ACCORD D’ENTREPRISE RELATIF AU REGIME OBLIGATOIRE DE REMBOURSEMENT DE FRAIS DE SANTE AU SEIN DE L’ARSEA
ENTRE :
L’Association Régionale Spécialisée d’Action Sociale, d’Education et d’Animation dont le siège est situé 204, avenue de Colmar à Strasbourg (67100), représentée par Monsieur , Directeur Général
d’une part,
Et,
L’organisation syndicale C.F.D.T. représentée par ses délégués syndicaux M. et Mme
L’organisation syndicale F.O. représentée par ses délégués syndicaux Mme et M.
L’organisation syndicale C.G.T. représentée par ses délégués syndicaux M. et Mme
d’autre part,
PREAMBULE
L’ARSEA et les organisations syndicales représentatives ont signé un accord collectif d’entreprise le 1er octobre 2015, conformément à l’Avenant 328 du 1er septembre 2014 et aux exigences légales, relatif à la mise en place d’un régime collectif de complémentaire santé des Associations dépendant de la Convention Collective Nationale de Travail des Etablissements et Services pour personnes inadaptées et handicapées du 15 Mars 1966. Le régime a été amené à évoluer, compte tenu des modifications législatives, réglementaires et conventionnelles d’une part et des évolutions techniques d’autre part.

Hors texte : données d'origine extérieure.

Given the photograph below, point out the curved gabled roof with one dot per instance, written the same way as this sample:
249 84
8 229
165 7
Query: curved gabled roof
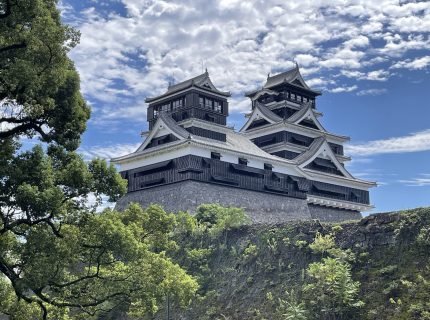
267 113
308 154
317 147
261 111
202 81
303 113
173 126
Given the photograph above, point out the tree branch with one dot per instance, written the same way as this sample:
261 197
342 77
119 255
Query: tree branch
13 47
7 11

L’accord d’entreprise originel a été révisé le 15 novembre 2016 puis le 21 novembre 2018. Quant à l’accord originel de interbranches, il a été annulé et remplacé par l’accord du 2 octobre 2019, agréé et applicable depuis le 1er janvier 2020. Les parties ont confirmé leur attachement à un régime de protection sociale de qualité, dans des tarifs contraints. Suite aux déséquilibres financiers de la mutuelle de l’ARSEA constatés, l’ARSEA a immédiatement entamé des négociations pour aboutir au présent accord qui se substitue au précédent accord du 15 novembre 2016 dans son intégralité et ce afin de gagner en lisibilité.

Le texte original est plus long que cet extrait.